While he supports ‘human rights’ (lower case as distinguished by Hopgood) and calls for new movement mobilisations to replace today’s top-down western-led model of activism, he doesn’t explore how such bottom-up activism could transform the existing international human rights regime. I think this is because his political economy of power is restricted to an almost zero-sum concept. He says, ‘the wealthy have it, the poor do not unless they are organised in sufficiently large numbers’. True, but there is more to power than this. A broader understanding of social power could recognise the reality of elite dominance without the assumption that such dominance is only ever challenged in exceptional moments of mass mobilisations. There are always struggles – large and small - around the construction and re-construction of domination.

My second point is that these missing histories make it clear that human rights were never simply ‘western’ or ‘liberal’. Jose Manuel Barreto is right to argue that eurocentric understandings of human rights do not allow for a comprehensive history, nor the reclamation of anti-imperial and emancipatory struggles. However, his proposal to “supplement” eurocentric human rights with a number of “eccentric” events seems unduly defensive, precisely because there have been strong anti-slavery and anti-imperial moments throughout the histories of human rights as he himself suggests.

The characterization of human rights as philosophically liberal is one shared by many proponents and critics. This is exemplified in Aryeh Neier’s argument that there is a fundamental core of civil and political rights, and by Hopgood’s implicit assertion that human rights are inherently “middle class”. Both arguments can be traced back to a claim that, in origin, ‘natural rights’ were the rights necessary to create and sustain possessive individuals in an emerging capitalist society.

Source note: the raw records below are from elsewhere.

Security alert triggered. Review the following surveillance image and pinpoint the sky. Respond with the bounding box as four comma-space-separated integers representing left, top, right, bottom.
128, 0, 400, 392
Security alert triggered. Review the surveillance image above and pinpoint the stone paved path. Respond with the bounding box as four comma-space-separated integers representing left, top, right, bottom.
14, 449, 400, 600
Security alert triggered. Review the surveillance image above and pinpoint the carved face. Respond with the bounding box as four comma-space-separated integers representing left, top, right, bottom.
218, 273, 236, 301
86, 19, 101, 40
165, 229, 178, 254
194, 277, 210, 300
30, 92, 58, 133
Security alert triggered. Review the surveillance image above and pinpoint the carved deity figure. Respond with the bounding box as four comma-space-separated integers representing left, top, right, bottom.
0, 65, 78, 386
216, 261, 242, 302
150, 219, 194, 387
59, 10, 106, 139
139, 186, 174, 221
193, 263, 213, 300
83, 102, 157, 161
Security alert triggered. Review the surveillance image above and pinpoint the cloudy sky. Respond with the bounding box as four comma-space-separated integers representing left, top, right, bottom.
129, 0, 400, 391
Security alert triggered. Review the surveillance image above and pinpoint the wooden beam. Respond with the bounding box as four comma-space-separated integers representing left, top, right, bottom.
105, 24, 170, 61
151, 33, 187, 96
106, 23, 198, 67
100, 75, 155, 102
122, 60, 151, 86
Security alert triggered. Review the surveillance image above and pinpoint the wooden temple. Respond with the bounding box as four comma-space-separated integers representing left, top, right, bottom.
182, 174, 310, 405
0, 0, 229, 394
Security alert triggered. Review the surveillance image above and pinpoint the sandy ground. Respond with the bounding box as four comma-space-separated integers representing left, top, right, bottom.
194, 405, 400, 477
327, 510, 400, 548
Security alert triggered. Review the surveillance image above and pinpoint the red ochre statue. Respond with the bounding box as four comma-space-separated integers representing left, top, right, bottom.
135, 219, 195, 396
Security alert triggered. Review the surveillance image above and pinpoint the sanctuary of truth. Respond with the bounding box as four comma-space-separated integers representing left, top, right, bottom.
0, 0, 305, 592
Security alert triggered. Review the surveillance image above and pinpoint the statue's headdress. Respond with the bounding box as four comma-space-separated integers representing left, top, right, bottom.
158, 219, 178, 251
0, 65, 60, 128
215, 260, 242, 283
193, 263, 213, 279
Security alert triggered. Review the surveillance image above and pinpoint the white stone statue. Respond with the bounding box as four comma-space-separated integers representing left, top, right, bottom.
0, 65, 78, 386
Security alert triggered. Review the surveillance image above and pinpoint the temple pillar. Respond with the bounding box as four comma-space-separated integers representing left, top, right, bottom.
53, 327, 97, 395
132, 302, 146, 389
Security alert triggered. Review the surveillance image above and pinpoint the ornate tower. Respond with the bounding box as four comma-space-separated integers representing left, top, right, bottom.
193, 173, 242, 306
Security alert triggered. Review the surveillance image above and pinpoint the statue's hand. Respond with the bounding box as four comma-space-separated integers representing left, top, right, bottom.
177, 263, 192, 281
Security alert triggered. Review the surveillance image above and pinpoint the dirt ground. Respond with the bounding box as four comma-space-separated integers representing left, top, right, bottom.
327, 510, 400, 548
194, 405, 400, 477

Yet, there is clear evidence that ‘natural rights’ had important economic and collective dimensions which were more to do with protecting the customary rights of the poor than emerging bourgeois property relations.

My third point concerns how we should go about understanding the relationship between ‘bottom-up’ and ‘top-down’ versions of human rights. If ideas and practices of human rights originate in social movement struggles against extant relations and structures of power, how do they become top-down versions - controlled by elite gatekeepers, academic, legal and political – and what happens to them then?

In my view, the answer lies in processes of institutionalisation. If, where and when movements succeed, they typically seek the institutionalisation of particular constructions of rights through constitutional provision and law. It is in these processes that rights become ambiguous in relation to power and can come to serve power rather than challenge it. But this potential for power to be switched from something positive (empowerment) to something negative (power over) is not just a problem of, or for, human rights. It is a much deeper problem of how collective ‘power to’ persistently morphs into forms of ‘power over’ in institutional settings. I have called this the paradox of institutionalisation and it may be a paradox that can only ever be mitigated, never resolved.

But if this is so, we damn human rights at our peril. As several contributors have argued, ideas and practices of human rights need to be reinvigorated by re-connection to their social movement origins and the missing histories retrieved. As John Vincent put it, human rights must remain subversive to be effective and legitimate. This is the challenge and what needs to be put at the forefront of all forms of human rights praxis. Elite gatekeepers and their caricatured apologias and denunciations will not do.